O fim da "guerra fiscal", nas palavras do relator da reforma tributária na Câmara, deputado Virgílio Guimarães (PT-MG), é a "coluna cervical" da proposta, que prevê a unificação das alíquotas de ICMS (Imposto sobre Circulação de Mercadorias e Serviços).

Guimarães não está disposto a incluir em seu texto a autorização para que alguns Estados concedam incentivos para a instalação de empresas.

Quanto à flexibilização, o relator busca uma forma de atender à reivindicação dos governadores, mas sem derrubar a obrigatoriedade dos investimentos em educação (25% do orçamento) e saúde (12%).
(JOSÉ ALBERTO BOMBIG)

Planalto recua sobre ITR "estadual"
DO ENVIADO A BRASÍLIA

O recuo do governo federal ao admitir manter sob seu controle total o ITR (Imposto Territorial Rural) atende à reivindicação do MST (Movimento dos Trabalhadores Rurais Sem Terra), feita diretamente ao presidente Luiz Inácio Lula a Silva, e do núcleo agrário da bancada do PT.

"O ITR não tem sentido para Estados e municípios. Além disso, o imposto perderia seu único objetivo, que é combater o latifúndio e estimular a reforma agrária", afirmou o líder do governo no Senado, Amir Lando (PMDB-RO).

Segundo o senador, parte dos Estados e municípios também não concorda com a transferência de pelo menos 50% do imposto, que faz parte da proposta enviada ao Congresso no final de abril.

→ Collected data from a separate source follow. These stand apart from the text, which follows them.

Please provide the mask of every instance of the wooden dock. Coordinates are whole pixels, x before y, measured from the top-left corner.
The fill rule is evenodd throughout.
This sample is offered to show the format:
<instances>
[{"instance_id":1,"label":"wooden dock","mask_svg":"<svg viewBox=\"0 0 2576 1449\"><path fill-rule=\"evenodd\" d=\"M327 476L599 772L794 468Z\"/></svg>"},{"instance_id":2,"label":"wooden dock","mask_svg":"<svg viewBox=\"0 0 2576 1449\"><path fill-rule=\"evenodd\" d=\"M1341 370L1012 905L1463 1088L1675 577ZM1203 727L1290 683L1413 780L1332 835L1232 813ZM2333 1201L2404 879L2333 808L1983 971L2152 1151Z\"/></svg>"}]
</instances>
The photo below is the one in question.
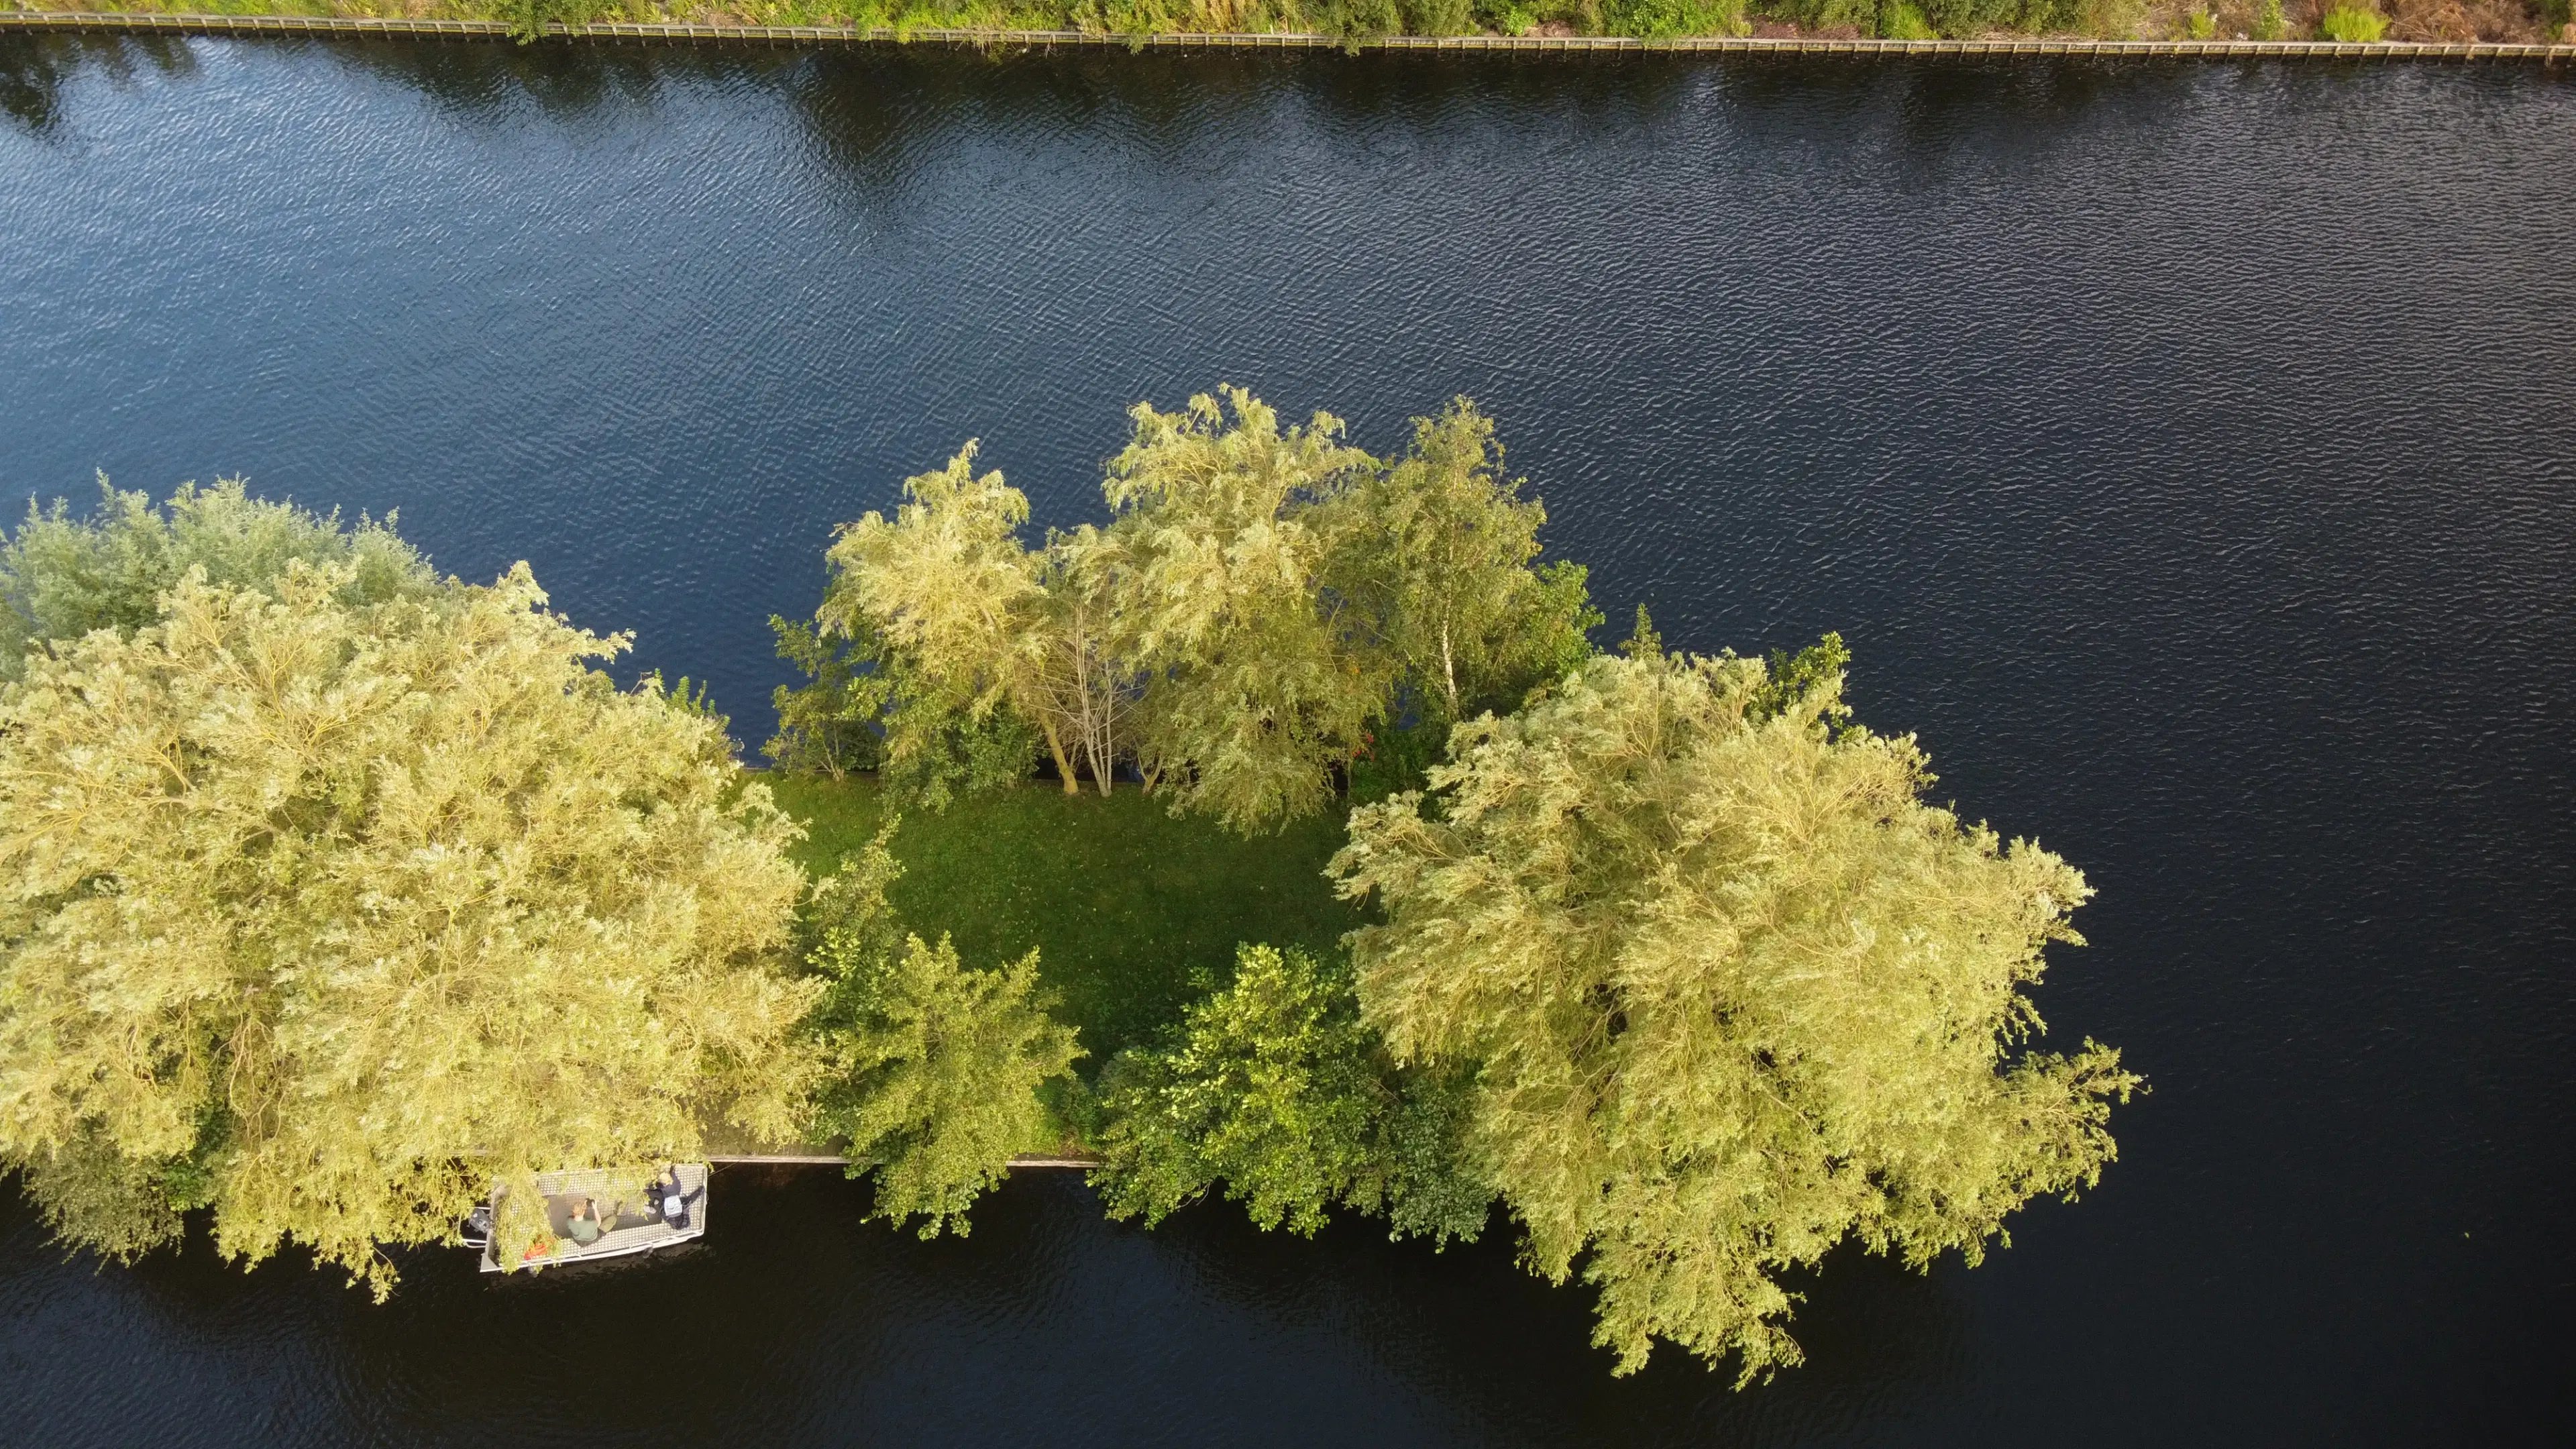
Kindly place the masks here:
<instances>
[{"instance_id":1,"label":"wooden dock","mask_svg":"<svg viewBox=\"0 0 2576 1449\"><path fill-rule=\"evenodd\" d=\"M111 10L0 10L0 31L61 31L117 35L316 35L340 37L507 39L514 32L497 20L407 20L363 16L164 15ZM627 44L947 45L978 50L1340 50L1440 53L1604 55L1866 55L2099 56L2179 60L2520 60L2576 61L2576 45L2507 45L2486 41L2332 40L2086 40L2008 36L1992 40L1791 40L1752 36L1691 36L1636 40L1617 35L1390 35L1349 42L1312 34L1109 35L1080 30L966 30L833 25L646 25L606 21L589 25L549 22L548 38Z\"/></svg>"}]
</instances>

A mudança de posição deverá constar do relatório do deputado Virgílio Guimarães (PT-MG). Na prática, a transferência do imposto para os Estados e municípios poderia significar a estadualização da reforma agrária.

Para os governadores, a compensação das perdas dos Estados com a unificação das alíquotas de ICMS (Imposto sobre Circulação de Mercadorias e Serviços) deve ser feita pela repartição da Cide (Contribuição de Intervenção sobre o Domínio Econômico) e da CPMF (Contribuição Provisória sobre Movimentação Financeira).

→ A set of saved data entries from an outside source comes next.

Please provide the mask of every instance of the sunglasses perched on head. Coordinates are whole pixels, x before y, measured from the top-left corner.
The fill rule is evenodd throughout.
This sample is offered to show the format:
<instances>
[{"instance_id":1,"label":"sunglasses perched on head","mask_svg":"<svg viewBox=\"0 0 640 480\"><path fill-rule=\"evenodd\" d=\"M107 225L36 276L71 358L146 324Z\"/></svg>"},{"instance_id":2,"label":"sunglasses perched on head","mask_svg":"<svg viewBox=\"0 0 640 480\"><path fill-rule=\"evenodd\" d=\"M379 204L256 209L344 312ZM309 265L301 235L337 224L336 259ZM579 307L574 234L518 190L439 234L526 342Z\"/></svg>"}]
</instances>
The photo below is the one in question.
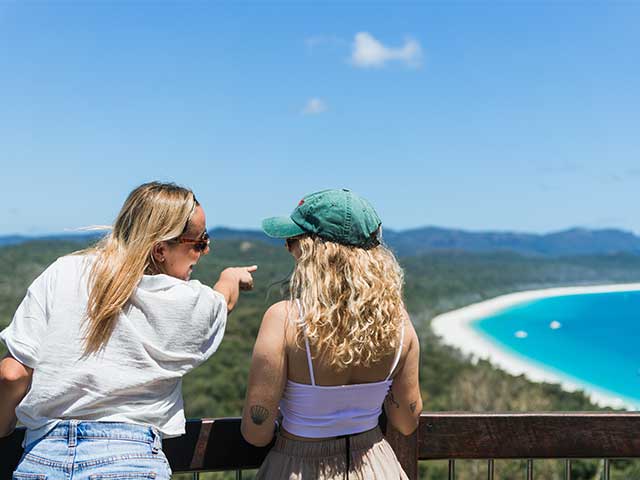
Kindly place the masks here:
<instances>
[{"instance_id":1,"label":"sunglasses perched on head","mask_svg":"<svg viewBox=\"0 0 640 480\"><path fill-rule=\"evenodd\" d=\"M176 243L190 243L196 252L204 252L211 244L209 233L204 232L200 238L184 238L178 237L173 240Z\"/></svg>"}]
</instances>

Os governadores também reivindicam a flexibilização de seus Orçamentos por meio da DRE (Desvinculação de Receitas dos Estados), que liberaria parte das receitas vinculadas ao custeio de determinados gastos. Hoje os Estados são obrigados a aplicar 25% de seus orçamentos em educação, e o percentual para a saúde chegará a 12% em 2004. O mecanismo é similar à DRU (Desvinculação de Receitas da União), que permite ao governo federal gastar livremente 20% da receita dos principais impostos e contribuições.

Guimarães está disposto a incluir no seu texto a flexibilização dos orçamentos estaduais, mas disse que deverá lançar mão de um dispositivo constitucional que proíba a redução dos investimentos em educação e saúde.